Photo/Illutration In this photo released by Xinhua News Agency, a container ship from Japan is anchored at the container dock of Shanghai’s Yangshan Port in east China on April 27. (Xinhua via AP)

BEIJING--China’s trade growth rebounded in May after anti-virus restrictions that shut down Shanghai and other industrial centers began to ease.

Exports surged 16.9 percent over a year ago to $308.3 billion, up from April’s 3.7 percent growth, a customs agency statement said Thursday. Imports rose gained 4.1 percent to $229.5 billion, accelerating from the previous month’s 0.7 percent.

China’s trade has been dampened this year by weak export demand and curbs imposed to fight outbreaks in Shanghai, site of the world’s busiest port, and other cities. Consumer demand for imports was crushed by rules that confined millions of families to their homes.

Forecasters have cut estimates for China’s economic growth to as low as 2 percent this year due to the Shanghai shutdown, well below the ruling Communist Party’s target of 5.5 percent. Some expect activity to shrink in the quarter ending in June before a gradual recovery begins.

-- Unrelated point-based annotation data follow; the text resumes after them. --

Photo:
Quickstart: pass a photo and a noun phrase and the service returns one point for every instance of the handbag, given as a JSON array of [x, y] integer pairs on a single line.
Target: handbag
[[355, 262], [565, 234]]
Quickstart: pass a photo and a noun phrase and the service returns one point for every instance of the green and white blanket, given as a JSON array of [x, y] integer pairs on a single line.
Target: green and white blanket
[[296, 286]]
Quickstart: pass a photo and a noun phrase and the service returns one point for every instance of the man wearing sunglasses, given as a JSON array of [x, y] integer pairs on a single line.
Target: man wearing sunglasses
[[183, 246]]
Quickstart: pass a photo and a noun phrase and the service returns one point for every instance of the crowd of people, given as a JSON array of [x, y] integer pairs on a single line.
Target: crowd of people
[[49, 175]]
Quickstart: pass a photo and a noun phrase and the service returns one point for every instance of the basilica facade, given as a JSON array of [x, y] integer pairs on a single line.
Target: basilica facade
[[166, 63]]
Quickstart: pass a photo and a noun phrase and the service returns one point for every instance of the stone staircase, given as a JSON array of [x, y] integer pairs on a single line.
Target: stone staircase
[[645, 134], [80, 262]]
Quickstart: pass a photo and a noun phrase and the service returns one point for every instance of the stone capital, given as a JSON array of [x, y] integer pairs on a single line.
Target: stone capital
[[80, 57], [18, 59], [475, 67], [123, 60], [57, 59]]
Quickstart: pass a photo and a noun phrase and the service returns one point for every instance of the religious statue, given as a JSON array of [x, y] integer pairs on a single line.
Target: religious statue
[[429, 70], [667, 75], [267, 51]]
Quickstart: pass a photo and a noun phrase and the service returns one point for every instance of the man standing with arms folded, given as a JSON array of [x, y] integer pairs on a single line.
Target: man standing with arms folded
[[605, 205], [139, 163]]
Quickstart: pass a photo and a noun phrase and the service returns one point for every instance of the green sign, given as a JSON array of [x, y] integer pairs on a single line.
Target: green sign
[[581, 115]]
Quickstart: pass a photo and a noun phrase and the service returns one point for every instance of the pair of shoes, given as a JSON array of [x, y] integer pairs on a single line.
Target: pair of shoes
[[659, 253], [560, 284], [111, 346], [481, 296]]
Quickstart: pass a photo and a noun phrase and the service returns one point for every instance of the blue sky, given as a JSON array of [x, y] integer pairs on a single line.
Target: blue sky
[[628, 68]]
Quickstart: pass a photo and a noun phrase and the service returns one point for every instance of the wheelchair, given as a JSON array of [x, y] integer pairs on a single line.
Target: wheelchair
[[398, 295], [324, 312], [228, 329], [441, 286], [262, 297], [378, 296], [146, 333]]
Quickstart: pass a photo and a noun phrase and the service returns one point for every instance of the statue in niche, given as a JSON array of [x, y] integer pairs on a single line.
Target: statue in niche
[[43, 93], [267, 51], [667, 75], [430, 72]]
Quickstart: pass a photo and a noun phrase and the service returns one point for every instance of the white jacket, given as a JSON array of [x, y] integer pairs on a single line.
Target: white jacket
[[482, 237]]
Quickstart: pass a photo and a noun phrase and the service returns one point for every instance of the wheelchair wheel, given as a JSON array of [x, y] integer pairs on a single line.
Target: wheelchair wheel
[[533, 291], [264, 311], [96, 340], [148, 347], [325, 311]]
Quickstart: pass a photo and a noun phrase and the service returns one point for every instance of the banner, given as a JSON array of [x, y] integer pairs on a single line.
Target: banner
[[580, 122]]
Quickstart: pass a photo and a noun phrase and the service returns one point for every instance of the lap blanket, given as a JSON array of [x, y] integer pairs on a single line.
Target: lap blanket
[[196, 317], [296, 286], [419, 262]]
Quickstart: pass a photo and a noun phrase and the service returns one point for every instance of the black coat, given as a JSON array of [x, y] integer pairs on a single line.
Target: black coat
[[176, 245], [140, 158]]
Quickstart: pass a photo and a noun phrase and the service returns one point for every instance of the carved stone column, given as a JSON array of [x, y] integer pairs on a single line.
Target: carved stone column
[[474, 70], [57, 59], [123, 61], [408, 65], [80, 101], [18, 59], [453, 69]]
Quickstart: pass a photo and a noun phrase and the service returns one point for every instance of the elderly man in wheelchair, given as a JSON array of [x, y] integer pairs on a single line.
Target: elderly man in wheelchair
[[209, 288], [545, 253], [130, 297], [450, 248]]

Most factories, shops and other businesses in Shanghai, Beijing and other cities have been allowed to reopen but are expected to need weeks or months to return to normal activity levels.

“Exports showed considerable resilience in May despite the impact of the protracted lockdown in Shanghai,” said Rajiv Biswas of S&P Global Market Intelligence in a report. “The outlook for the second half of 2022 is for a stronger rebound in imports as domestic demand recovers.”

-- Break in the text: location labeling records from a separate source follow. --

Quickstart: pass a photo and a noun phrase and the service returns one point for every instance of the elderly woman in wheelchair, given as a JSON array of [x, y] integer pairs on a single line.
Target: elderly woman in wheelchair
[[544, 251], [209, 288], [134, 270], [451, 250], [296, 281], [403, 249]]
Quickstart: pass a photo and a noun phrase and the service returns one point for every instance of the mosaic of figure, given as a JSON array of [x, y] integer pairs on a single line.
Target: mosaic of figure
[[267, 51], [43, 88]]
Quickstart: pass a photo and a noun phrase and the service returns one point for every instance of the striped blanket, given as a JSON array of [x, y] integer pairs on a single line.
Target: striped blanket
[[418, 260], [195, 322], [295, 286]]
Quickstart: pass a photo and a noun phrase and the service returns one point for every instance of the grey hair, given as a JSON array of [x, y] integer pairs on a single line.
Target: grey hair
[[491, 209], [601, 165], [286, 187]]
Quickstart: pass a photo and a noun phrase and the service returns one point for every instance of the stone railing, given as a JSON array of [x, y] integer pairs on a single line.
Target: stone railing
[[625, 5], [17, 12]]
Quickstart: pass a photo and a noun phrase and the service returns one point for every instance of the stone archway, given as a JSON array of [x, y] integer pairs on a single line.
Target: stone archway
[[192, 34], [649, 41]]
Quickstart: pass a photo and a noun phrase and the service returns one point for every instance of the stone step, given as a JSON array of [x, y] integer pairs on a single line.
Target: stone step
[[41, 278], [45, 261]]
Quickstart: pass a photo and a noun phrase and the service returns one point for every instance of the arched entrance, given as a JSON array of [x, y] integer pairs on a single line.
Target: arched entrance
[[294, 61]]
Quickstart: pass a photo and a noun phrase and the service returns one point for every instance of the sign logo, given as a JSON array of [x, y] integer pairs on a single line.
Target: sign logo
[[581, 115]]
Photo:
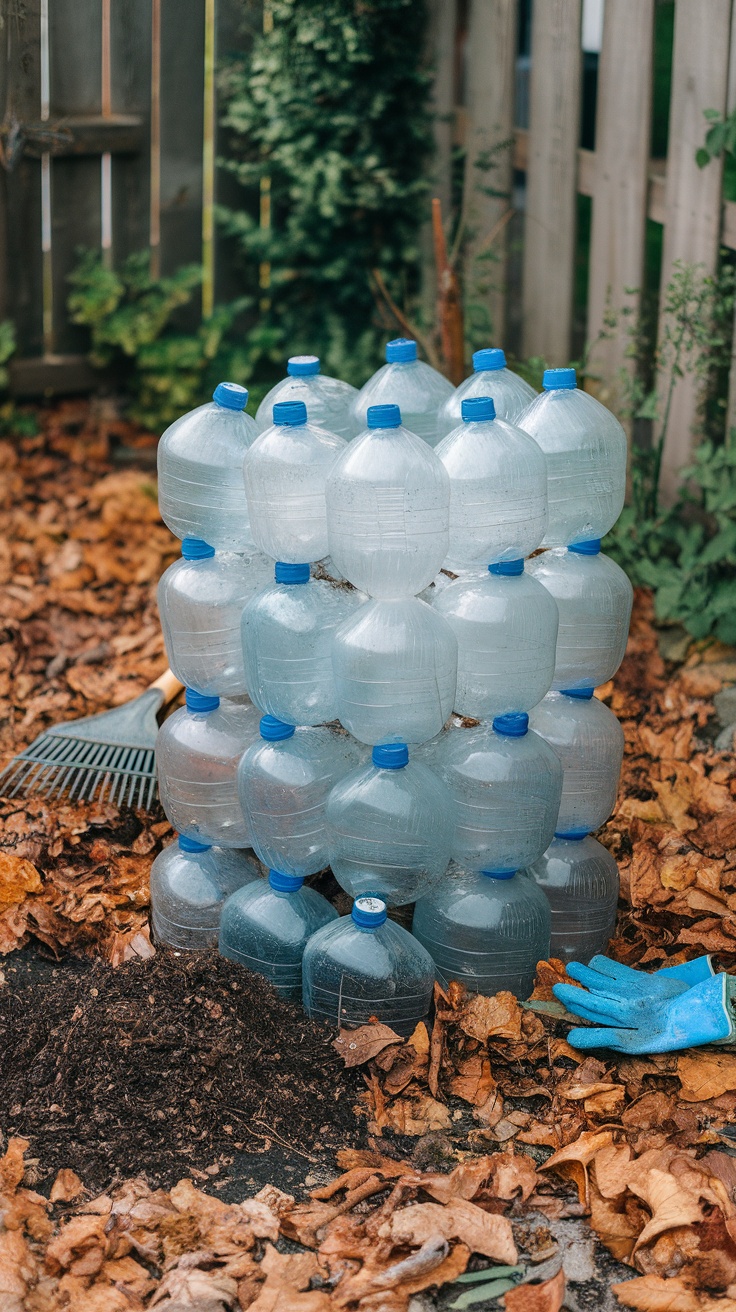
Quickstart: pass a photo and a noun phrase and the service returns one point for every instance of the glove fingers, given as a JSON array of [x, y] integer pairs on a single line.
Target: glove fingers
[[621, 1041], [594, 980], [601, 1010]]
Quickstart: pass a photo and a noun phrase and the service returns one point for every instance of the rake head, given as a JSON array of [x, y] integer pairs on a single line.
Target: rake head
[[110, 755]]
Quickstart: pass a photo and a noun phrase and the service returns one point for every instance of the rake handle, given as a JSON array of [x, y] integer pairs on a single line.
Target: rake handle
[[168, 685]]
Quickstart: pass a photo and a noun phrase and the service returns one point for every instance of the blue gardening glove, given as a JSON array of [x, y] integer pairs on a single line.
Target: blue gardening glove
[[625, 995], [701, 1014]]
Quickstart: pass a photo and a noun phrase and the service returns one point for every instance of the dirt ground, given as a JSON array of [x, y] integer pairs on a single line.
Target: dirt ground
[[482, 1139]]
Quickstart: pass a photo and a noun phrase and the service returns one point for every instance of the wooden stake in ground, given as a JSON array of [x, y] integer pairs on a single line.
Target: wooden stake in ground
[[449, 305]]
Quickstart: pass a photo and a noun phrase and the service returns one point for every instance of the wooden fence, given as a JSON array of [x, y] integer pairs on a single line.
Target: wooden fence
[[109, 141], [625, 184]]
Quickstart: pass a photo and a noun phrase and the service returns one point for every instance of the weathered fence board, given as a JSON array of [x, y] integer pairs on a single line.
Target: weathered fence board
[[550, 217], [621, 179], [491, 62], [693, 197]]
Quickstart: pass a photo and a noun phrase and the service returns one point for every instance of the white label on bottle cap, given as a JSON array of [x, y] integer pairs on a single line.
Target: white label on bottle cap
[[370, 904]]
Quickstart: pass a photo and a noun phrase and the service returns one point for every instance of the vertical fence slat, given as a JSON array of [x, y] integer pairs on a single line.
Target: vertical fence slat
[[130, 54], [22, 102], [75, 40], [549, 236], [622, 164], [693, 197], [441, 58], [491, 62], [183, 66]]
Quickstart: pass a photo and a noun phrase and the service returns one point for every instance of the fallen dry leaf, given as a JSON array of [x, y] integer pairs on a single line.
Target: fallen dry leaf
[[547, 1296]]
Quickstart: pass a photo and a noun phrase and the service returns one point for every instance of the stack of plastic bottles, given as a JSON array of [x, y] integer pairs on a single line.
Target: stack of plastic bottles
[[386, 677]]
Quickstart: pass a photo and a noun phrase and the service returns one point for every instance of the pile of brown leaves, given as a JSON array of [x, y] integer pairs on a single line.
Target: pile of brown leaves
[[642, 1139], [673, 831], [379, 1233]]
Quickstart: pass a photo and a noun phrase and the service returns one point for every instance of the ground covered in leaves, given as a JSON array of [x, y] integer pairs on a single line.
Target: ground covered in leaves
[[474, 1142]]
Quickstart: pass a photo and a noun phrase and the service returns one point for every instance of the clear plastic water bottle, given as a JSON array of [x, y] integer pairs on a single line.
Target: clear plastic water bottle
[[284, 782], [507, 629], [197, 755], [490, 378], [497, 488], [395, 668], [362, 966], [589, 745], [505, 785], [265, 926], [328, 400], [189, 886], [407, 382], [200, 462], [390, 828], [285, 472], [287, 630], [580, 881], [486, 929], [594, 600], [387, 508], [201, 600], [585, 449]]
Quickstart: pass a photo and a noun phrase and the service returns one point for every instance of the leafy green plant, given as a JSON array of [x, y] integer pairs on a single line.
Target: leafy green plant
[[129, 315], [329, 127], [685, 553]]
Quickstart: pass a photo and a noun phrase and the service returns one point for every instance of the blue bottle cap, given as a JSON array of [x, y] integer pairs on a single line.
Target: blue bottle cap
[[383, 416], [200, 701], [290, 574], [231, 395], [514, 724], [559, 379], [399, 350], [585, 549], [507, 567], [391, 756], [369, 911], [194, 549], [302, 366], [290, 412], [478, 410], [491, 357], [285, 883], [192, 845], [273, 730]]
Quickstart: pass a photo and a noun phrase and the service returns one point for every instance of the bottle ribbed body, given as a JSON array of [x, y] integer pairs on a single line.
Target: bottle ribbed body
[[266, 932], [594, 598], [352, 974], [416, 387], [585, 449], [580, 882], [197, 756], [285, 472], [201, 604], [589, 744], [505, 794], [395, 667], [200, 482], [287, 631], [497, 492], [507, 631], [387, 507], [487, 933]]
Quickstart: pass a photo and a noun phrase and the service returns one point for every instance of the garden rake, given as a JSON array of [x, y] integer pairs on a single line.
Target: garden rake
[[112, 752]]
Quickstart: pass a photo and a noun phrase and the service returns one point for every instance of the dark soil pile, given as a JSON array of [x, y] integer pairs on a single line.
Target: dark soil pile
[[167, 1067]]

China’s politically sensitive global trade surplus widened by 82.3 percent over a year earlier to $78.8 billion. That was among the highest monthly trade gaps but below December’s record $94.4 billion.

China’s “zero-COVID” strategy that confined Shanghai’s 25 million people to their homes starting in late March helped to keep case numbers low but disrupted manufacturing and trade and crushed consumer demand.

The Port of Shanghai says the number of cargo containers handled each day returned to 95 percent of normal by late May. However, a backlog of tens of thousands of containers is likely to cause delays that will be felt around the world.

Import figures got a boost from higher global prices for oil and other commodities while the volume of foreign goods bought grew less strongly.

Authorities responded to complaints about the soaring cost of “zero-COVID” by switching to a more targeted approach of isolating buildings or neighborhoods with cases instead of cities. But some areas covered by restrictions that have closed shops, factories and offices for weeks at a time have millions of inhabitants.

China’s economy grew by a weak 4.8 percent over a year earlier in the quarter ending in March. That was an improvement over the 4 percent rate in the final three months of 2021, but the current quarter’s economic indicators in the current quarter are dismal.

Auto sales in April fell by almost half from a year earlier. Retail spending was off by a worse-than-forecast 11 percent.

The ruling party is trying to shore up growth with tax refunds to entrepreneurs, easier credit and spending on building public works. The World Bank warned this week that the “old playbook” policies might delay efforts to encourage growth based on consumption instead of debt-fueled investment.

High debts “store up further risks down the line,” the bank’s chief China economist, Ibrahim Chowdhury, said in a statement.

As Shanghai reopens, many factories plan to split workforces into two groups, with only one on the job at any time, to limit disruptions if there are more outbreaks and quarantines, according to foreign business groups.

“It will be months at least, and possibly years, before all the people who were working get back to work,” Carl B. Weinberg of High-Frequency Economics said in a report this week.